Dialogue De-reverb [ADV]
概要
Dialogue De-reverb(ダイアログ用リバーブ除去)は、ダイアログ録音に混入した不必要なリバーブの効果的かつクリーンな除去を実現します。多目的なリバーブ除去モジュールとは異なり、ダイアログ用リバーブ除去は、処理前にリバーブプロフィールの分析を必要としません。その代わり、これは入力信号のリバーブ成分とダイアログ成分を分離するよう訓練されたマシーンラーニング・アルゴリズムを利用します。
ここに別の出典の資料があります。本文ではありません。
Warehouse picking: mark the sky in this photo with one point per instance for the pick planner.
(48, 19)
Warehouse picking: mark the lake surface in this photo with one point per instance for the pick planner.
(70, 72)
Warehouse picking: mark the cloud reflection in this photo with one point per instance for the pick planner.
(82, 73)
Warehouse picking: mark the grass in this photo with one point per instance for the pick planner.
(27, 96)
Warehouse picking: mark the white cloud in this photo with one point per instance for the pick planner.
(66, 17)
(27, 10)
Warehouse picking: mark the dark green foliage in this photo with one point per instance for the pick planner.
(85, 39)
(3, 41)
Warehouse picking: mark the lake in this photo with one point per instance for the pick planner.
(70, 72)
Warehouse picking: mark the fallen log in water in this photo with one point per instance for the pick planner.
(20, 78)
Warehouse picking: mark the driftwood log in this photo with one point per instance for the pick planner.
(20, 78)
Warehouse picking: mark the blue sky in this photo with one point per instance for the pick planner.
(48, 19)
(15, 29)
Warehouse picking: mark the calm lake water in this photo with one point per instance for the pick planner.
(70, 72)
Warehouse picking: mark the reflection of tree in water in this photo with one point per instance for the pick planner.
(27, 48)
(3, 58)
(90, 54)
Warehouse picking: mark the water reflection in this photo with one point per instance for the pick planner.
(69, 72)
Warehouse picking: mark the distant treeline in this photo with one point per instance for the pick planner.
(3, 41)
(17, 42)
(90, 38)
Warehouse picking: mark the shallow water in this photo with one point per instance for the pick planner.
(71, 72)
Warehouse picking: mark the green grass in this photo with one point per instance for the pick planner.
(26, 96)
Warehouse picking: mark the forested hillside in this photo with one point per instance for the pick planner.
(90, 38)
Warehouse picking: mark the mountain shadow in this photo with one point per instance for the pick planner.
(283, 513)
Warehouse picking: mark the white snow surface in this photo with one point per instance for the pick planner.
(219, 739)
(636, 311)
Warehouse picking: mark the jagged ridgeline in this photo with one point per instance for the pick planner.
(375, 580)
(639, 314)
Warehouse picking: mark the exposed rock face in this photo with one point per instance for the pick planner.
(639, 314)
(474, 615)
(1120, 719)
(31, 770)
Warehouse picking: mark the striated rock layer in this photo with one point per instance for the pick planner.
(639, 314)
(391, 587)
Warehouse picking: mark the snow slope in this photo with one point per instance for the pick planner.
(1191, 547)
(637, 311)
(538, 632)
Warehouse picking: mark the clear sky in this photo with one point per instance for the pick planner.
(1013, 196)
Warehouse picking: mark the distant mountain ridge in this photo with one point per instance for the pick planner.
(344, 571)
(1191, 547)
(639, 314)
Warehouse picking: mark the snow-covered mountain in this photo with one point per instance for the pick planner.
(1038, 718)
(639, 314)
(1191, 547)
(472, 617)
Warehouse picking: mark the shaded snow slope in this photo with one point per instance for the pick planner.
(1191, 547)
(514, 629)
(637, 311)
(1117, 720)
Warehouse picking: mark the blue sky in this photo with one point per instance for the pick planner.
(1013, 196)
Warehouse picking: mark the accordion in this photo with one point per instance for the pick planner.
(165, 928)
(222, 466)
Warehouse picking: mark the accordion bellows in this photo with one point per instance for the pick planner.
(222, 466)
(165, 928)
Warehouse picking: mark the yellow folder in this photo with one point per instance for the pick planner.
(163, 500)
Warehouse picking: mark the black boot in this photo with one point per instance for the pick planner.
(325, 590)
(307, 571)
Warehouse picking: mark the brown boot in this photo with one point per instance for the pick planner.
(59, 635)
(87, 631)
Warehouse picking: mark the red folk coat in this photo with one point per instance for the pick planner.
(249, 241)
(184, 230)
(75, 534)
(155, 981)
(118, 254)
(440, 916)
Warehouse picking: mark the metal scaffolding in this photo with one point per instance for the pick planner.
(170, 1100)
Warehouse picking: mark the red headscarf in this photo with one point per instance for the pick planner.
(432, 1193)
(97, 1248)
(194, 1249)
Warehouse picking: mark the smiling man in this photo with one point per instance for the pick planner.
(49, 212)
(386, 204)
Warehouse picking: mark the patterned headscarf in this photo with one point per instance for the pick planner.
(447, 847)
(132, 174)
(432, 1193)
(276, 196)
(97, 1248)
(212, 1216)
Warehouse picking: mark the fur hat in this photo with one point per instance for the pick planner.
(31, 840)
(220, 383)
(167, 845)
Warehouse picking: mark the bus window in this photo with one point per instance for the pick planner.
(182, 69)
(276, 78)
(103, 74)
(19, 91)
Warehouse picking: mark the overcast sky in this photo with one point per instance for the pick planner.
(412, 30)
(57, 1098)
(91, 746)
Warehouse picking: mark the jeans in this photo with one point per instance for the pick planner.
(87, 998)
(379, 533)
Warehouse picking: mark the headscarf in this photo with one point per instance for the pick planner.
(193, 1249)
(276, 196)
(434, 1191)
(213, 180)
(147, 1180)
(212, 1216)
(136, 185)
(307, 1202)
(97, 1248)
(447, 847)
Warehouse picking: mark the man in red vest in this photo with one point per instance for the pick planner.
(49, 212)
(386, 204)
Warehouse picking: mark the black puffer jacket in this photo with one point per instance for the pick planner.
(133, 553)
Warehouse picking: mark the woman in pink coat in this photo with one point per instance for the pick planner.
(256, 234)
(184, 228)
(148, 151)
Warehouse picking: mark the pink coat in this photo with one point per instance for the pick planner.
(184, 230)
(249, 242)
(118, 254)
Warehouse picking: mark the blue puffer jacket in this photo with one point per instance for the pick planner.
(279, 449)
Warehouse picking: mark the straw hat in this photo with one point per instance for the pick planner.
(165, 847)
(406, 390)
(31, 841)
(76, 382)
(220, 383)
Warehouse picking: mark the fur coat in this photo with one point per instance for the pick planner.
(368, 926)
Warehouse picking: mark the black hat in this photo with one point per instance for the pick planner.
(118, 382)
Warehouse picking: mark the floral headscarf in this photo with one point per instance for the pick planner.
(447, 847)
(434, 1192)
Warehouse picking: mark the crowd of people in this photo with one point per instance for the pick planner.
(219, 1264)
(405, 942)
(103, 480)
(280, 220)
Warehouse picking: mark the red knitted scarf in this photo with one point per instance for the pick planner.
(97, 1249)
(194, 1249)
ダイアログとリバーブ成分を分離すると、ダイアログ信号のレベルを下げることなく、リバーブ信号を個別に調整することが可能となります。
操作項目
ここではこのモジュールに搭載された、分離されたリバーブのレベル、リバーブ検知感度、維持するバックグラウンドノイズの分量、そして分離アルゴリズムの動作を決定する操作項目について説明します。

Reduction(削減量)
分離されたリバーブ成分の信号に対して適用するマイナスゲインの分量(単位はdB)を調整します。
Sensitivity(感度)
分離アルゴリズムにより入力信号からリバーブと判断される分量を決定します。
- ここの値が低いと分離アルゴリズムは限定的に入力信号内のリバーブ成分を分離します。これにより、レンダリングされた信号にリバーブ成分は残存しますが、ダイアログの明瞭さも維持されます。
- ここの値が高いと分離アルゴリズムはより広範に入力信号内のリバーブ成分を分離します。これにより多くのリバーブ成分が除去されますが、引き換えに加工音が増え、ダイアログの明瞭さは損なわれます。
Ambience Preservation(アンビエンス維持)
処理される出力信号に残されるバックグラウンドノイズの分量を調整します。分離アルゴリズムはリバーブ成分にバックグラウンドノイズの成分も含んでしまうことがあります。そうなると、本来リバーブとは関連していないバックグラウンドノイズが不必要に除去されてしまします。
- ここの値が低いとリバーブの検知と分離がより広範となり、入力信号にある無関係のバックグラウンドノイズもリバーブ成分に含まれてしまいます。これにより、リバーブ成分のレベルを下げると、バックグラウンドノイズに対する不必要な除去も同時に行われることがあります。
- ここの値が高いと入力信号に対するバックグラウンドノイズとリバーブ成分の検知と除去がより限定的になります。これにより除去されるリバーブ成分に含まれるバックグラウンドノイズの成分は*少なく*なりますが、不必要なリバーブ成分がバックグラウンドノイズとして見なされてしまう場合もあります。
Separation Algorithm(分離アルゴリズム)
ダイアログ用リバーブ除去モジュールには以下の分離アルゴリズムが用意されています。
Channel Independent(チャンネル独立式)
このモードが選択されていると、分離アルゴリズムは入力オーディオ信号に対してのみ独立して適用されます。チャンネル独立式モードは、最速の分離アルゴリズムです。これは、RXオーディオエディターでダイアログ用リバーブ除去モジュールを使用する際に、リアルタイムの試聴と処理速度が最も効果的なモードです。
Joint Channel(チャンネル結合式)
このモードが選択されていると、入力オーディオ信号に対し、ダイアログとリバーブ成分の分離を判断する前に、ジョイントチャンネル処理が施されます。これは、チャンネル独立式と比べると分離結果の品質が高く、特に両チャンネルに類似するコンポーネントを持つステレオファイル(相関性の高い、強いステレオイメージ)の処理に秀でています。
Advanced Joint Channel(高度チャンネル結合式)
このモードが選択されていると、入力オーディオ信号に対し、ダイアログとリバーブ成分の分離を判断する前に、ジョイントチャンネル式で高度な処理が施されます。これは最も高品質の分離結果をもたらすモードであり、特に高サンプルレートのファイルの処理に秀でています。このモードは他の2つのモードと比較すると、より長い処理時間を必要とします。処理時間に重きを置く場合、品質は落ちるものの処理時間の速いチャンネル独立式を選択するのも一計です。
試聴機能
Reduced Quality Preview Mode(低質試聴モード)
RX 7オーディオエディターの他の多くのモジュールの試聴機能とは異なり、ダイアログ用リバーブ除去モジュールは低質試聴モードを活用します。詳細についてはReduced Quality Preview Modeの項をご参照ください.
代替モジュール
より全般的でダイアログに特化していないリバーブ成分を除去する際は、 リバーブ除去モジュールをお使いください。